Il primo scritto si ha nel 1947 quando, stimolato dalle poco lusinghiere recensioni ad Euridice, licenzia alle stampe sulle colonne de «Il Dramma» un articolo fortemente polemico intitolato Necessità di Riforma (XXIII, 1° aprile 1947, 34, pp. 46-48). Qui, di fronte a una critica da lui tacciata di poca lungimiranza, rivendica l’innovativo lavoro condotto con Visconti e la troupe dell’Eliseo. In completa adesione con le idee riformistiche del maestro milanese e premesso il suo incondizionato sostegno alla figura del regista, Stoppa propone una serie di misure per lo svecchiamento del sistema produttivo teatrale italiano, a partire dall’ammodernamento degli edifici per spettacoli fino alla creazione di compagnie stabili. Una dura critica è poi rivolta alla politica dei finanziamenti statali, rea a suo dire di relegare la prosa nazionale in una condizione di subalternità rispetto al mondo della lirica. Nel suo articolo Stoppa si lamenta inoltre dell’assenza in Italia di una drammaturgia nazionale riservando una stoccata ai letterati italiani, rei di considerare il teatro «come un genere inferiore» (ivi, p. 48) e meno remunerativo rispetto alla scrittura di romanzi.
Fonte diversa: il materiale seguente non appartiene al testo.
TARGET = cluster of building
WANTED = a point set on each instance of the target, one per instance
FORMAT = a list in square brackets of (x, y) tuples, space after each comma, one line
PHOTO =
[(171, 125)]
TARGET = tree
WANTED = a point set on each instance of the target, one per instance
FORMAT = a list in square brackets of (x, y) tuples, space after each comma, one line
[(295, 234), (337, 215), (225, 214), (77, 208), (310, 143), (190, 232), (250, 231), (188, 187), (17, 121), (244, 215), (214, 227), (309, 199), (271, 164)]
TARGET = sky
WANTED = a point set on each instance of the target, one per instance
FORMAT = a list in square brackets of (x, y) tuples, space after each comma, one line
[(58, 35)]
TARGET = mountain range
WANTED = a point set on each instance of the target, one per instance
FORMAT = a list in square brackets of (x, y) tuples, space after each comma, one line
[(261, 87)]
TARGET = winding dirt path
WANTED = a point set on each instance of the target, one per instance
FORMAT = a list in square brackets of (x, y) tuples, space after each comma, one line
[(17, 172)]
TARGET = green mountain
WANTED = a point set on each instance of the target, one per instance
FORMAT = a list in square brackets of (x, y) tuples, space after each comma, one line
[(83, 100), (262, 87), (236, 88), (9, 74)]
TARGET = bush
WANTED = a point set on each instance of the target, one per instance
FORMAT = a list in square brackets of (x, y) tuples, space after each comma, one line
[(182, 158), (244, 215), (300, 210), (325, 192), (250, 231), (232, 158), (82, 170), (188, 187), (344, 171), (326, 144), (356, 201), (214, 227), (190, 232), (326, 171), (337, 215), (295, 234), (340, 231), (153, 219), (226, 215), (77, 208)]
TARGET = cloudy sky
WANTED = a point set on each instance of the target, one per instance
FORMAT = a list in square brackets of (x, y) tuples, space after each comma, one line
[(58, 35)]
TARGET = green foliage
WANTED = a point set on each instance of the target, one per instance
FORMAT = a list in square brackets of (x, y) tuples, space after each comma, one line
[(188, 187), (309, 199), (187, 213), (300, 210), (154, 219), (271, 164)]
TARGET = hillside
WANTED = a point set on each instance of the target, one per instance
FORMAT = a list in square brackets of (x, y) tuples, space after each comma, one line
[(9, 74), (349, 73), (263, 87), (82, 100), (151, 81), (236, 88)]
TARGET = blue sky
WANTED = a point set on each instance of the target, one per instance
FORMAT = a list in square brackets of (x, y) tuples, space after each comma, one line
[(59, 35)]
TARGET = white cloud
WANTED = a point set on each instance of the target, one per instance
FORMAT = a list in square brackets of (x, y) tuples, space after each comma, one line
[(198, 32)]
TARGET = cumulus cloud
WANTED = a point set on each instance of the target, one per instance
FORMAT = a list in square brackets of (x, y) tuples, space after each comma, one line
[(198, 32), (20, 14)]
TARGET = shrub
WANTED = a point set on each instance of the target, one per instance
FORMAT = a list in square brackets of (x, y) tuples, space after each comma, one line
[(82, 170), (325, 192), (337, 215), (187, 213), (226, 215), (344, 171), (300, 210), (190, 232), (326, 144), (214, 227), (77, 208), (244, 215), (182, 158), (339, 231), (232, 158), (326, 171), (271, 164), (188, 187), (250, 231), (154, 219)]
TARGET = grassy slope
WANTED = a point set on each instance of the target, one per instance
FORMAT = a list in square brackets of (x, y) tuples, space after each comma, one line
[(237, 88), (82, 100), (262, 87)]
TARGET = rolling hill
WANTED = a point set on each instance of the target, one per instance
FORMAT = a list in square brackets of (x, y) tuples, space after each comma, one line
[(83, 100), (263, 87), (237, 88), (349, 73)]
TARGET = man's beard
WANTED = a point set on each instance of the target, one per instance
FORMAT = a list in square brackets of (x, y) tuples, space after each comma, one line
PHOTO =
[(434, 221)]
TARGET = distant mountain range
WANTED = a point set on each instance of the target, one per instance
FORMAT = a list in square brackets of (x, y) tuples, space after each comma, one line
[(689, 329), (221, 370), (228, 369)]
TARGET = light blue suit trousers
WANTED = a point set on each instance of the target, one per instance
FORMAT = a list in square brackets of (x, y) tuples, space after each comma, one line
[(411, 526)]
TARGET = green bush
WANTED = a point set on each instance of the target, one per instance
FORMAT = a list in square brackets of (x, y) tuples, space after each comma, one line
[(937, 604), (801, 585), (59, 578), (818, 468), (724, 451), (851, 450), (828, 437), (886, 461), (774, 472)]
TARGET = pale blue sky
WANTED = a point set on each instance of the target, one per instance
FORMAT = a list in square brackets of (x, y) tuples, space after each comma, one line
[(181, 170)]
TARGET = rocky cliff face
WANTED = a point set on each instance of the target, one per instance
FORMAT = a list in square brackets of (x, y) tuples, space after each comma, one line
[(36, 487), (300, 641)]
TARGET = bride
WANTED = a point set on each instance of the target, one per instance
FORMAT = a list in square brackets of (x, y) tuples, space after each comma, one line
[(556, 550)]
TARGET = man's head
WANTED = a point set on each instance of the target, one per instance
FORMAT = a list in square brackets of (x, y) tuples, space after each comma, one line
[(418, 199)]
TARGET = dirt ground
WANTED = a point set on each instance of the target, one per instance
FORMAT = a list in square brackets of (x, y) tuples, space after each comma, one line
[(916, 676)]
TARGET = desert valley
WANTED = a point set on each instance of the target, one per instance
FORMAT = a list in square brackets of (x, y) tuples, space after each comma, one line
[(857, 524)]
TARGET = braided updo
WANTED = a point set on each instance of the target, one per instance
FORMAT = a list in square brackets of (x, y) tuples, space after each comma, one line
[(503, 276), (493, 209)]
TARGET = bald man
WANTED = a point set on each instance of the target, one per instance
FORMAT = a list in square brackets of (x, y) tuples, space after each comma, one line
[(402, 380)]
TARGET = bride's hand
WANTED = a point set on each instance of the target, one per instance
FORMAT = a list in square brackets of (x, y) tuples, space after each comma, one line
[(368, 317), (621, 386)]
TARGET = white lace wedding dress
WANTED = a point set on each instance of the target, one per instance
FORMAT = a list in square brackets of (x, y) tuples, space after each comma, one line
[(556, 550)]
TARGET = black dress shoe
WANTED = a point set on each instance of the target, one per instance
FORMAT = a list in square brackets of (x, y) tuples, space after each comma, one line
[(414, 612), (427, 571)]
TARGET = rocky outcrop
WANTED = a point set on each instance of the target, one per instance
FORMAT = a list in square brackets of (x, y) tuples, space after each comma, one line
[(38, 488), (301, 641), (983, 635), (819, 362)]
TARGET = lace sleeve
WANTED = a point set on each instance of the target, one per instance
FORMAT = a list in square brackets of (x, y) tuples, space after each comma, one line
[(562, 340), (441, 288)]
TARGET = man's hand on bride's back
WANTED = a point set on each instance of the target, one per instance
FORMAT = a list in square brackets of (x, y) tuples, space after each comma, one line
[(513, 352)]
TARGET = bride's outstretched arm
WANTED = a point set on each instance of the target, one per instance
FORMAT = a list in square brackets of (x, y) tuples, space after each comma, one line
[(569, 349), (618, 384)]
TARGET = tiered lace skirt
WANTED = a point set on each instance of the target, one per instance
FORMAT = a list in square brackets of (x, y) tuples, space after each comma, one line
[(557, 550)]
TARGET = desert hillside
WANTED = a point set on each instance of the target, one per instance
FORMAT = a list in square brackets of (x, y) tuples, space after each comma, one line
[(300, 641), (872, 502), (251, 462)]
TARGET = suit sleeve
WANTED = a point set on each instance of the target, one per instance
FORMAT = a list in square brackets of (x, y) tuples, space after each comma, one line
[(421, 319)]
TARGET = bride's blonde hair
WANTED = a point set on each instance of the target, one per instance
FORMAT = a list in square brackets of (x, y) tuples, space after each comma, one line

Con un certo rammarico cita le parole di Alberto Moravia, che sembrano racchiudere il pensiero diffuso in gran parte degli ambienti dell’intellighenzia italica: «Inutile, in Italia il teatro non esiste, e non vale nemmeno la pena di pensarci» (ibidem). La Morelli, con il suo usuale silenzio pubblico, sembra avallare le parole scritte dal compagno con cui condivide sia la difesa del metodo di lavoro di Visconti che la fiducia verso una nuova e matura attenzione del pubblico italiano in rappresentazioni non più «sciocche e banali» ma «intelligenti e preparate» (ibidem).

Un ventennio più tardi i buoni propositi riformatori hanno ormai ceduto il passo a sentimenti di rabbia e rassegnazione. Dinanzi all’immobilismo della politica culturale dello Stato e all’eccessiva pressione fiscale sugli spettacoli, nel 1970 Stoppa decide infatti di sciogliere la storica compagnia con Rina Morelli per dedicarsi anima e corpo ad alcuni progetti televisivi. In un’intervista dal titolo Stop di Stoppa apparsa sulle pagine de «Il Dramma» (ibidem) l’attore denuncia, con toni ruvidi quanto amareggiati, l’«inciviltà che circonda il teatro», dichiarandosi infastidito di «chiedere l’elemosina» (ibidem) per recitare sul palcoscenico. 

Dopo il lutto per la scomparsa di Rina Morelli, Stoppa tornerà ad occuparsi della ‘salute’ del teatro italiano partecipando, sulle colonne del «Corriere della Sera» di Milano, al dibattito sulla drammaturgia nazionale aperto nel settembre 1977 da alcuni scritti di Enzo Siciliano. La disputa, che vede contribuiti di diverse penne – da quella degli scrittori e giornalisti Giorgio Manganelli e Goffredo Parise, a quella di critici letterari del calibro di Cesare Garboli o teatrali come Roberto De Monticelli – stimola la verve di Stoppa che con un suo articolo accusa, in toni ormai delusi, il sistema spettacolare italiano di opportunismo e spreco di denaro pubblico. Gli farà eco, su altri quotidiani e riviste, l’attore Eduardo De Filippo.

Accantonata solo momentaneamente la vena polemica, nel corso del 1983 Paolo compone una breve autobiografia pubblicata in cinque puntate sul «Corriere della Sera» (dal 7 luglio al 18 agosto) a cura di Giulio Nascimbeni. Qui ripercorre alcune tappe salienti della sua vita, dall’incontro con Pirandello, Marta Abba e Anna Magnani, alla frequentazione di uomini di cultura come Renato Simoni, Ugo Ojetti e Ennio Flaiano. Emerge inoltre la convinzione e l’orgoglio di aver contribuito, insieme a tutta la famiglia di attori, ad una reale unità linguistica dell’Italia.